The exclusion process (usually) mixes faster than independent particles
The exclusion process is one of the most basic and best studied processes in the literature on interacting particle systems, with connections to card shuffling and statistical mechanics. It has been one of the major examples driving the study of mixing-times. In the exclusion process on an n-vertex graph we have k black particles and n-k white particles, one per site. Each edge rings at rate 1. When an edge rings, the particles occupying its end-points switch positions. Oliveira conjectured that the order of the mixing time of the process is at most that of the mixing-time of k independent particles. Together with Richard Pymar we verify this up to a constant factor for d-regular (or bounded degree) graphs in various cases:
(1) the degree d is at least logarithmic in n, or
(2) the spectral-gap of a single walk is small (at most log number of vertices to the power 4) or
(3) when the number of particles k is roughly \(n^a\) for some constant \(0 \lt a \lt 1\).
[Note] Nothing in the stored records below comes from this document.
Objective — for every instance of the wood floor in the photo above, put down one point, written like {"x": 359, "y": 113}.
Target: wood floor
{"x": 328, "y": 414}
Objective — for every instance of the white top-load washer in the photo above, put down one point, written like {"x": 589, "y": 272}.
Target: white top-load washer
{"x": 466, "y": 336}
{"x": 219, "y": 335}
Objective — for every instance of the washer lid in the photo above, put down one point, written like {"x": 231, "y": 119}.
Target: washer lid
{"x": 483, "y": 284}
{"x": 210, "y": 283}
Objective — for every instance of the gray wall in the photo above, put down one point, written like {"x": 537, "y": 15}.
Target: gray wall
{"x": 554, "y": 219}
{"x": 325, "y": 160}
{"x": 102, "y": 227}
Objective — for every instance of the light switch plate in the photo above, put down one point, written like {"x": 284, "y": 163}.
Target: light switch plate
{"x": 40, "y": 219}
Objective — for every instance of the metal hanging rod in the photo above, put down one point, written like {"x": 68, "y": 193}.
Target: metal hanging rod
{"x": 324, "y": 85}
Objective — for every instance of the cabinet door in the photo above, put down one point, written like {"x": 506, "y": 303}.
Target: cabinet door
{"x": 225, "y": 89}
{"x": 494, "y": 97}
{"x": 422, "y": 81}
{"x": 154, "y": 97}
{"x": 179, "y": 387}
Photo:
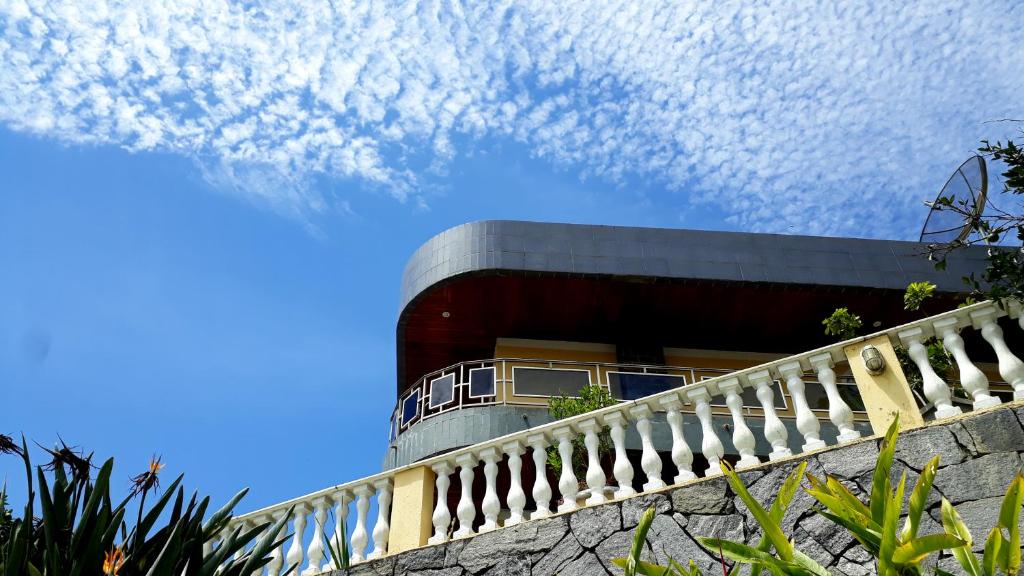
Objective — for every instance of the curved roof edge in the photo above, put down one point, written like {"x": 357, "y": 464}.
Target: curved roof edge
{"x": 673, "y": 253}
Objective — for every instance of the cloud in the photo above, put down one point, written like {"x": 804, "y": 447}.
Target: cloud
{"x": 833, "y": 118}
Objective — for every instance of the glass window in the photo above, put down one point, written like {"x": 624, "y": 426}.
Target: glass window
{"x": 481, "y": 382}
{"x": 411, "y": 408}
{"x": 441, "y": 391}
{"x": 633, "y": 385}
{"x": 548, "y": 381}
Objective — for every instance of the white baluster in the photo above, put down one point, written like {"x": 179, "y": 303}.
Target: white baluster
{"x": 315, "y": 551}
{"x": 516, "y": 497}
{"x": 934, "y": 387}
{"x": 491, "y": 504}
{"x": 1011, "y": 367}
{"x": 742, "y": 438}
{"x": 681, "y": 455}
{"x": 341, "y": 500}
{"x": 466, "y": 510}
{"x": 622, "y": 466}
{"x": 382, "y": 529}
{"x": 973, "y": 380}
{"x": 839, "y": 411}
{"x": 650, "y": 462}
{"x": 568, "y": 486}
{"x": 807, "y": 422}
{"x": 542, "y": 489}
{"x": 441, "y": 517}
{"x": 595, "y": 475}
{"x": 711, "y": 446}
{"x": 278, "y": 553}
{"x": 299, "y": 527}
{"x": 775, "y": 430}
{"x": 359, "y": 536}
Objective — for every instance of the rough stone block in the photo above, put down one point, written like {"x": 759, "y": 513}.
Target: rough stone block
{"x": 984, "y": 477}
{"x": 593, "y": 525}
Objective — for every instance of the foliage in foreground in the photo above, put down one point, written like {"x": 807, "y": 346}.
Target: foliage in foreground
{"x": 875, "y": 525}
{"x": 83, "y": 533}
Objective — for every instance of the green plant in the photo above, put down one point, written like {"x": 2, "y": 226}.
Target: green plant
{"x": 916, "y": 293}
{"x": 588, "y": 400}
{"x": 82, "y": 532}
{"x": 842, "y": 324}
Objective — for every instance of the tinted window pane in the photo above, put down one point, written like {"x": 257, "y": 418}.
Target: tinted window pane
{"x": 441, "y": 391}
{"x": 411, "y": 408}
{"x": 481, "y": 382}
{"x": 626, "y": 385}
{"x": 545, "y": 381}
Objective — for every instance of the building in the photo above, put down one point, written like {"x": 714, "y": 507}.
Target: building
{"x": 497, "y": 317}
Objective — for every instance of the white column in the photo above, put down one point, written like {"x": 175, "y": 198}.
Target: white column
{"x": 294, "y": 557}
{"x": 542, "y": 489}
{"x": 650, "y": 462}
{"x": 568, "y": 486}
{"x": 622, "y": 467}
{"x": 595, "y": 475}
{"x": 742, "y": 438}
{"x": 466, "y": 510}
{"x": 441, "y": 518}
{"x": 681, "y": 454}
{"x": 382, "y": 529}
{"x": 711, "y": 446}
{"x": 839, "y": 411}
{"x": 516, "y": 498}
{"x": 491, "y": 504}
{"x": 934, "y": 387}
{"x": 807, "y": 422}
{"x": 278, "y": 553}
{"x": 775, "y": 430}
{"x": 359, "y": 536}
{"x": 1011, "y": 367}
{"x": 315, "y": 551}
{"x": 973, "y": 380}
{"x": 341, "y": 500}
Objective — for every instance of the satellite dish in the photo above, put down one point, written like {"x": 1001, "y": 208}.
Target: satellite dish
{"x": 967, "y": 188}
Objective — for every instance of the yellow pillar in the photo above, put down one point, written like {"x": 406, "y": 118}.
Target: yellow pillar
{"x": 412, "y": 508}
{"x": 887, "y": 393}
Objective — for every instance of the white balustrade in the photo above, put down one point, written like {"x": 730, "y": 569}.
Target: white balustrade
{"x": 933, "y": 386}
{"x": 359, "y": 537}
{"x": 742, "y": 438}
{"x": 466, "y": 510}
{"x": 315, "y": 551}
{"x": 295, "y": 551}
{"x": 622, "y": 468}
{"x": 516, "y": 498}
{"x": 711, "y": 446}
{"x": 650, "y": 462}
{"x": 1011, "y": 367}
{"x": 839, "y": 411}
{"x": 278, "y": 553}
{"x": 807, "y": 422}
{"x": 775, "y": 432}
{"x": 973, "y": 379}
{"x": 441, "y": 518}
{"x": 595, "y": 475}
{"x": 491, "y": 504}
{"x": 542, "y": 489}
{"x": 341, "y": 499}
{"x": 681, "y": 454}
{"x": 382, "y": 528}
{"x": 568, "y": 486}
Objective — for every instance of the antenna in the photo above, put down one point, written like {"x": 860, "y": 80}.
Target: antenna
{"x": 966, "y": 190}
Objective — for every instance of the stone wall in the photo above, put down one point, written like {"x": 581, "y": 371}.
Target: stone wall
{"x": 980, "y": 455}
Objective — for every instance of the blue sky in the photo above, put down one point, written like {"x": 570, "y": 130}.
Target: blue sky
{"x": 205, "y": 209}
In these cases our analysis yields a probabilistic proof of Aldous' famous spectral-gap conjecture (resolved by Caputo et al.).
We also prove a general bound which (when \(k > n^c \)) is within a \(\log \log n\) factor from Oliveira's conjecture.
As applications we get new mixing bounds:
(a) \(O(\log n \log \log n)\) for expanders,
(b) order \( \log (dk) \) for the hypercube \(\{0,1\}^d\) and
(c) order \((\text{diameter})^2 \log k \) for vertex-transitive graphs of moderate growth and for the giant component of supercritical percolation on a torus.